(Je vais probablement révéler des éléments de l'intrigue dans cette critique)


Intéressant ce film. C'est dommage que cette fin gâche tout. Apparemment, ce sont les producteurs qui ont voulu l'adoucir, considérant que l'on ne pouvait pas sacrifier un personnage aussi mignon*. Attention, je ne suis pas du genre à dire que les producteurs sont le mal, au contraire, leurs caprices ont permis à certains réalisateurs de se montrer très créatifs et très efficaces, et il est même des films qui n'auraient pas été aussi bons s'ils n'avaient pas subi les foudres de producteurs véreux, appâtés par le gain uniquement. Et puis, si les producteurs ont demandé à changer de fin, ils n'ont pas forcément imposé celle-là à Hitchcock ! C'était à ce dernier de pondre une autre fin. On aurait très bien pu imaginer un combat au bout duquel la jeune fille sort victorieuse : on aurait eu droit à un happy ending, certes, un peu facile, mais au moins, ça n'aurait pas été à l'encontre de tout ce qui a été construit durant le film, comme c'est le cas avec la fin définitive.


En effet, il y a par exemple cette magnifique partie de scrabble qui permet, par le biais de l'inconscient des personnages, de révéler un élément clef de l'intrigue, ou plutôt de faire prendre conscience à l'héroïne du véritable pétrin dans lequel elle s'est fourrée. Cette scène perd toute sa force avec une fin pareille. En plus, cette manière de conclure est très mal écrite, les personnages perdent tous les deux en crédibilité, les dialogues sont bien trop concis et auraient mérité un développement bien plus important, sans avoir à révéler des éléments inconnus jusque là.


Maintenant, il faut bien dire qu'il n'y a pas que la fin qui déçoit. J'aime beaucoup les personnages et l'intrigue en général, mais les auteurs ont bien du mal à rendre crédible cette situation. La raison, c'est qu'il y a beaucoup trop de scènes, beaucoup trop d'événements : ça n'a pas de sens de vouloir rester avec cet homme quand on a autant de soupçons, soupçons qui ne font qu'être de plus en plus spectaculaires qui plus est.
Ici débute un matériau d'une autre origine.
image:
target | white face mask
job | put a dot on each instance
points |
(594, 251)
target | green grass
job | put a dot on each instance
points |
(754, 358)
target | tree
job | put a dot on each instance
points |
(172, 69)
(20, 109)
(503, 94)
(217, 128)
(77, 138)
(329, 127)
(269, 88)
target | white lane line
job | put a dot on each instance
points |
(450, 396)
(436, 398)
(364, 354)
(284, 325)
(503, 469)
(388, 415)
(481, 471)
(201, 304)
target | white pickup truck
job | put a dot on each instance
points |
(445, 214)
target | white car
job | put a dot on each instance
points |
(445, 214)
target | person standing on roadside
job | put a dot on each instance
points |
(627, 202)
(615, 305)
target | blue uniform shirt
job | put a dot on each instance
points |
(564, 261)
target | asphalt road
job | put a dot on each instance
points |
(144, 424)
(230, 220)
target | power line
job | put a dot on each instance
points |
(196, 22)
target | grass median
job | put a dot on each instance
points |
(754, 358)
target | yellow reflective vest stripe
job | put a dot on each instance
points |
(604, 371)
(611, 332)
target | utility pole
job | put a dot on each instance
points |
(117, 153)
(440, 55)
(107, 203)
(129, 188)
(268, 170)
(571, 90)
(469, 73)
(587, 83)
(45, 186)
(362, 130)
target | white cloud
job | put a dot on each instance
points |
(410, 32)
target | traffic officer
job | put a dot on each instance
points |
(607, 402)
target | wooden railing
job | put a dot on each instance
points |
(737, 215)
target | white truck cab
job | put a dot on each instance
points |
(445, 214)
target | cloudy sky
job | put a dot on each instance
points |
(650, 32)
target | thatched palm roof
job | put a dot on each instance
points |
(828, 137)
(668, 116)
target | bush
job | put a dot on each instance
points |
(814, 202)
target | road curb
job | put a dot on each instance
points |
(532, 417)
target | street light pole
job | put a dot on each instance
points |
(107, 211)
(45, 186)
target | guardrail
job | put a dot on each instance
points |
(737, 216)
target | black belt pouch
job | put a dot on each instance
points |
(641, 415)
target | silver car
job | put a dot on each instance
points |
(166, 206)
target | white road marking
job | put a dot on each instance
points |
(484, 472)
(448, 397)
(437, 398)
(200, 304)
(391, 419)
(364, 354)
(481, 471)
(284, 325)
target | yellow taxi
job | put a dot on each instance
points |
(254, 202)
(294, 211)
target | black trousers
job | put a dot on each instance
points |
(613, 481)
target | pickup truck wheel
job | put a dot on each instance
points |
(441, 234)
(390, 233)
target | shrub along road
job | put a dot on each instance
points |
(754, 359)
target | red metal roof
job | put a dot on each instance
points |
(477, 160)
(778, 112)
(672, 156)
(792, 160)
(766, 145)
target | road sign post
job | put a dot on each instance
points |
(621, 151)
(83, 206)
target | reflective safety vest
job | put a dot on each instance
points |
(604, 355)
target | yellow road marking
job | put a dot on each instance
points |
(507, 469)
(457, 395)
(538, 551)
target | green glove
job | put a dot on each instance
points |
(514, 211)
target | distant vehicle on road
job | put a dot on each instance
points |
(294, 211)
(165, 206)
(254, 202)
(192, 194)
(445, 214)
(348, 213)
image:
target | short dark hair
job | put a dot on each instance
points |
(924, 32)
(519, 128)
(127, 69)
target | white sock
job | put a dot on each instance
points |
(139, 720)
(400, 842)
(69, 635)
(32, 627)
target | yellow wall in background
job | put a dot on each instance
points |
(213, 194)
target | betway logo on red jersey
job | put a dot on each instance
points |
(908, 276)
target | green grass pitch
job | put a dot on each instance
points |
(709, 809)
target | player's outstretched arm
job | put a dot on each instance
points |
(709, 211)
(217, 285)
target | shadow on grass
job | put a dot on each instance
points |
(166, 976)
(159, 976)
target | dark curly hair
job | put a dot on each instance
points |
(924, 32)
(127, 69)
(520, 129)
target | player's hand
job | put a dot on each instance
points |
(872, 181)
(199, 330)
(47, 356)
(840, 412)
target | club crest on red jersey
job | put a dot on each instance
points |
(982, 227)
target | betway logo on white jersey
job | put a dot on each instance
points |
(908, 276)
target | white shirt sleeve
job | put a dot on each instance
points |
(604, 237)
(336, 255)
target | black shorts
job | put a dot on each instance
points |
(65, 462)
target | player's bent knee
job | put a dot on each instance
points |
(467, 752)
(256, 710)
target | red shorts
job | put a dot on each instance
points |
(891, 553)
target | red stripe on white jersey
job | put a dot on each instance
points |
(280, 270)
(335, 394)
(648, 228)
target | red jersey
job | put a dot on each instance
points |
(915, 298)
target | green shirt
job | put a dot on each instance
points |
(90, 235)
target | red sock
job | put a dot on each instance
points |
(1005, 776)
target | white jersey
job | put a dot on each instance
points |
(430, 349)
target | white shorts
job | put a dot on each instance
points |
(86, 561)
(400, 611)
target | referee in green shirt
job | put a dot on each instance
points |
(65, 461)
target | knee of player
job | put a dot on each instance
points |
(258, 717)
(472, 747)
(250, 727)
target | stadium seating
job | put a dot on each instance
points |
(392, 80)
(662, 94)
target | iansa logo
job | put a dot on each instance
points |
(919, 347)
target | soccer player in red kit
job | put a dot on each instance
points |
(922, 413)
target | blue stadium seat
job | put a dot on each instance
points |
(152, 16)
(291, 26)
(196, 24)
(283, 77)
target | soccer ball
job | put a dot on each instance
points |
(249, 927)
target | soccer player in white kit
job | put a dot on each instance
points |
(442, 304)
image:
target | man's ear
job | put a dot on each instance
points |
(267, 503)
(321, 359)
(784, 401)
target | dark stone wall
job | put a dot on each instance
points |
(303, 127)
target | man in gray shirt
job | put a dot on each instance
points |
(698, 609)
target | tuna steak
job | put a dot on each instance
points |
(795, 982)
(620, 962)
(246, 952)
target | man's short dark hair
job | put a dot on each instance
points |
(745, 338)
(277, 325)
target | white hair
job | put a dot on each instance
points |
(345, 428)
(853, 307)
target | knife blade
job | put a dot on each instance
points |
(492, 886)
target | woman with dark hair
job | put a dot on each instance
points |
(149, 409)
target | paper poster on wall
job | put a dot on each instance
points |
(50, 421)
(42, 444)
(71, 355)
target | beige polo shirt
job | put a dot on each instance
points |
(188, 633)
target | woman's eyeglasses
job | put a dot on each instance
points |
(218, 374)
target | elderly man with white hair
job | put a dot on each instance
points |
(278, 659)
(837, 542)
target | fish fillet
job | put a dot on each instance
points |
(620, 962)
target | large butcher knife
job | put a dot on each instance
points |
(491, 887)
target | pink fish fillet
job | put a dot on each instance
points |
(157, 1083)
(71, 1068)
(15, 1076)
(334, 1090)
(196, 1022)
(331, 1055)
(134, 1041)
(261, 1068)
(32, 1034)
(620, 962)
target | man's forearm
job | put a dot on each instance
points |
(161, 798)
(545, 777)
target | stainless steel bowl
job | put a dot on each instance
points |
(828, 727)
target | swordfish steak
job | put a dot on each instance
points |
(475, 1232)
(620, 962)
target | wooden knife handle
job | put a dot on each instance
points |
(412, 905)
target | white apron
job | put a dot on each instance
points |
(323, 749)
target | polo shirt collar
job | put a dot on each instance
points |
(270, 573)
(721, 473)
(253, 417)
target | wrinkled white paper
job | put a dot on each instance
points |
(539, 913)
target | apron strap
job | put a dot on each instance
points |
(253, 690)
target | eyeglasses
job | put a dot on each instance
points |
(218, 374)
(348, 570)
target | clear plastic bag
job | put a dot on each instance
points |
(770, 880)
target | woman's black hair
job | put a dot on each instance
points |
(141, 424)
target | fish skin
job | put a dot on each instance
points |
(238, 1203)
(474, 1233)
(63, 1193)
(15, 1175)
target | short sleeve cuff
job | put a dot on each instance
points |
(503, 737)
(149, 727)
Il aurait donc fallu, soit réduire la durée de l'histoire (pas forcément du film), soit prendre un peu plus de temps pour développer le fait que ce personnage féminin reste ; son addiction, son amour, on ne le ressent pas vraiment. On le devine, on le comprend, mais on ne le vit pas.


Ce n'est pas tout. Cette fameuse partie de Scrabble, c'est une très bonne idée, mais elle est très mal amenée. Ce jeu aurait dû être introduit bien plus tôt dans le film, afin de préparer le spectateur à cette scène pleine de révélations ; en l'état, on ne peut considérer cette scène que comme un gros coup de pouce du scénariste à son héroïne, un deus ex machina en d'autres termes, et ça c'est bien dommage.


J'aime beaucoup les personnages. J'aime beaucoup la manière dont ils se rencontrent, dont ils vont s'éprendre l'un de l'autre, le tout avec humour, et comment, petit à petit, tout va basculer, au point que l'humour va laisser la place au frisson, à la peur. Les personnages sont assez bien construits également, même si on sent les auteurs plus radicaux avec Johnny qu'avec Lina.


La mise en scène est solide. Hitchcock se plaît à compléter le scénario avec son découpage ; de la sorte, il renforce les soupçons. En un sens, c'est dommage d'avoir parfois le point de vue de Johnny, cela empêche la mise en scène de fonctionner parfaitement en nous mettant dans la peau de Lina. Il y a un jeu d'ombre intéressant, des mouvements de caméras intéressants... mais pas forcément tout le temps pour renforcer ces éléments. Par exemple ce baiser avec un traveling circulaire (après coup, on pourra toujours dit que ça participe de l'instant magique qui ne serait qu'une supercherie, mais je ne suis pas sûr que le réalisateur ait vu ça comme ça).


Les acteurs sont très bons. L'on remarquera tout d'abord une bonne alchimie entre les principaux. Mais ensuite, les deux têtes d'affiche font montre d'un jeu assez précis. Pas forcément subtil, Cary Grant étant très expressif, mais ce dernier se révèle capable de passer d'un extrême à l'autre avec une extrême décontraction.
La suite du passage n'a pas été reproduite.